What elements do you see essential for a more effective approach to the EU’s Eastern neighbours? What would the EU’s friends in these countries like to see in the document?

The revised ENP seem rather ambivalent in its strategy: on the one hand, it places more emphasis on genuine partnerships and de-centring, to be guided by the interests and needs of the recipient side. On other hand, its approach is intended to be more technocratic and expert-driven in its realisation, which in no small measure would involve the promotion of the EU’s regulatory agenda and norms, yet again. This duality in the EU’s approach to the neighbours – wanting to connect with the neighbours (and differentiate), and at the same time, prioritising the EU’s normative agenda – perpetuates the same old fallacy of the EU-centred vision of the outside, which involves limited recognition of the other players in the game, and EU understanding of their needs and ambitions.

What principles should guide Europe’s future relations with Russia?Do you think Russia can be reintegrated into a rules-based international order?

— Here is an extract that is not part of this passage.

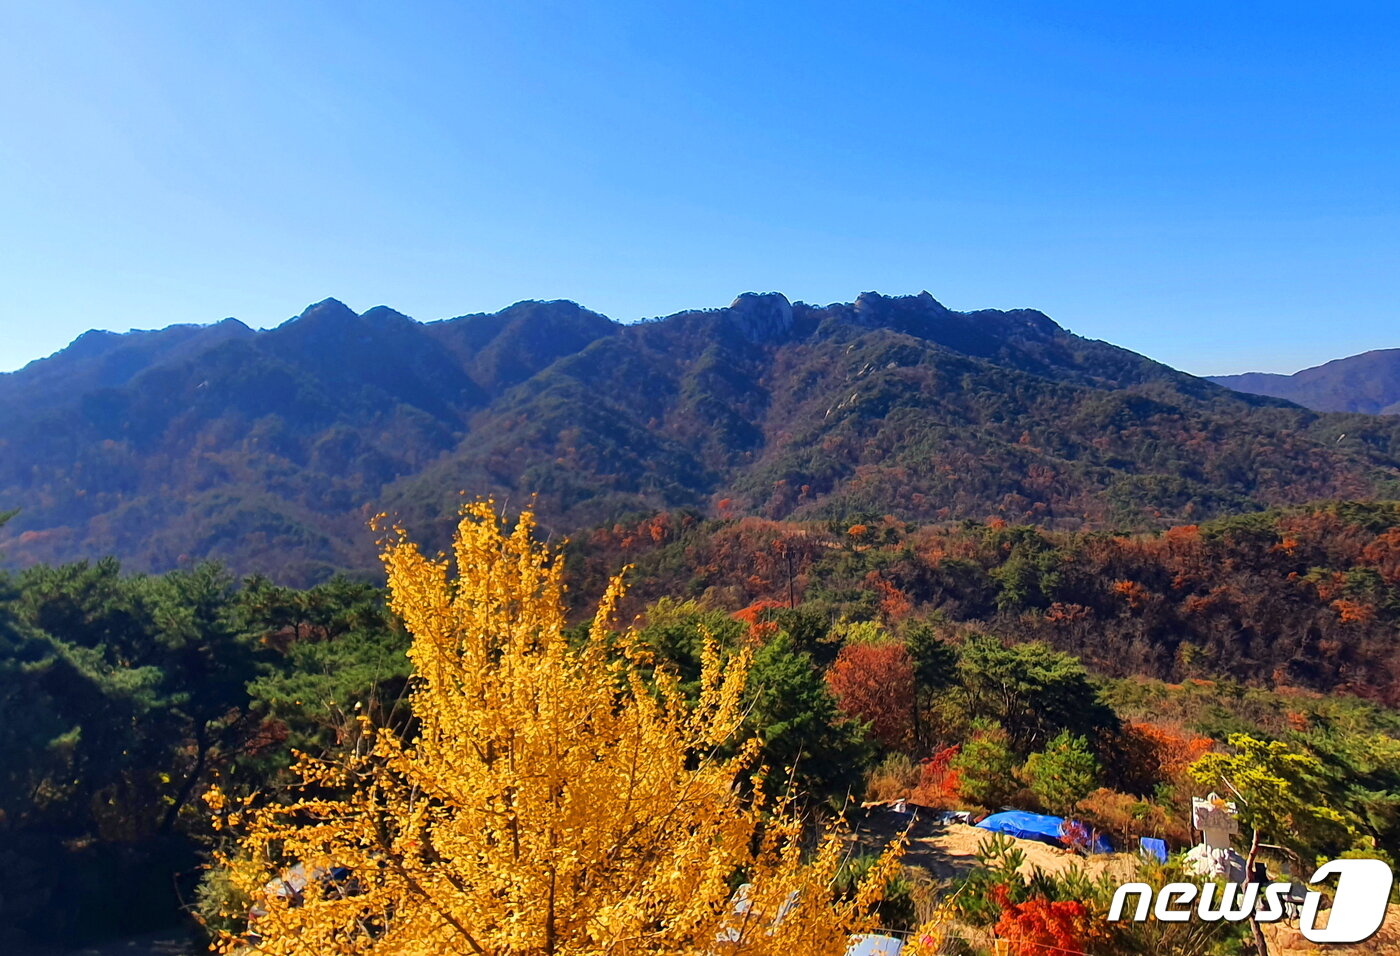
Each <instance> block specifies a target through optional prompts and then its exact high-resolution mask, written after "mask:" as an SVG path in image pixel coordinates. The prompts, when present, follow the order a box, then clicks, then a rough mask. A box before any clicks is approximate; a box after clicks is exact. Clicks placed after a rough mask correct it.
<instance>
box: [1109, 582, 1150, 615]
mask: <svg viewBox="0 0 1400 956" xmlns="http://www.w3.org/2000/svg"><path fill="white" fill-rule="evenodd" d="M1113 593H1116V595H1120V596H1123V598H1124V599H1126V600H1127V602H1128V607H1131V609H1133V610H1138V609H1140V607H1141V606H1142V605H1144V603H1145V602H1147V598H1148V593H1149V592H1148V589H1147V588H1144V586H1142V585H1141V584H1138V582H1137V581H1114V582H1113Z"/></svg>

Following from the above, and in light of our analysis of the EU-Russia relations it is important to acknowledge that the EU is not the only regional actor in the eastern neighbourhood. The EU should not only recognise and engage with the Eurasian Economic Union (EEU), this way alleviating major security concerns of the ‘neighbours-in-between’; it should also develop bilateral links with the EEU individual members and facilitate their alignment to the WTO standards. Their enablement may strengthen their individual ‘say’ in the EEU decision-making processes, boost their identity and standing, this way preventing Russia from taking unilateral actions across post-Soviet space and beyond.

What priorities do you see for EU-Ukraine relations?

The list is long, but the principal focus should be on minimising corruption and making decision-making process more transparent.

Russia is waging a massive propaganda effort across the European Neighbourhood with the aim of justifying its policies in Ukraine, rolling back democratic achievements and tying these nations back into Russia’s orbit. What can realistically be done to counter Russian propaganda and restore the EU’s attractiveness in these nations?

There is a plethora of means to counteract it: to enable ordinary citizens to travel visa-free, to see for themselves the ‘vices’ of the EU; to increase educational links and opportunities for the younger generation; and to embed Europe Direct centres in the work of European Delegations, which will work as regional hubs for knowledge transmission and information exchange.

Which phenomena, arguments or narratives do you see missing from the Western discourse in your area of expertise? 

Othering, as a complex process of relating the EU as a regional hegemon, to the needs and ambitions of the external actors, is still missing from the EU discourse and practices. This in the first instance encompasses the neighbours and other regional stakeholders. Othering draws on the so called mirror-effect, as it is known in biological sciences – when one looks in the mirror, not only they be able to recognise themselves as a cognitive beings, but more importantly – there should be a reference to the others, to be able to predict and emulate their behaviour for the purpose of survival and control.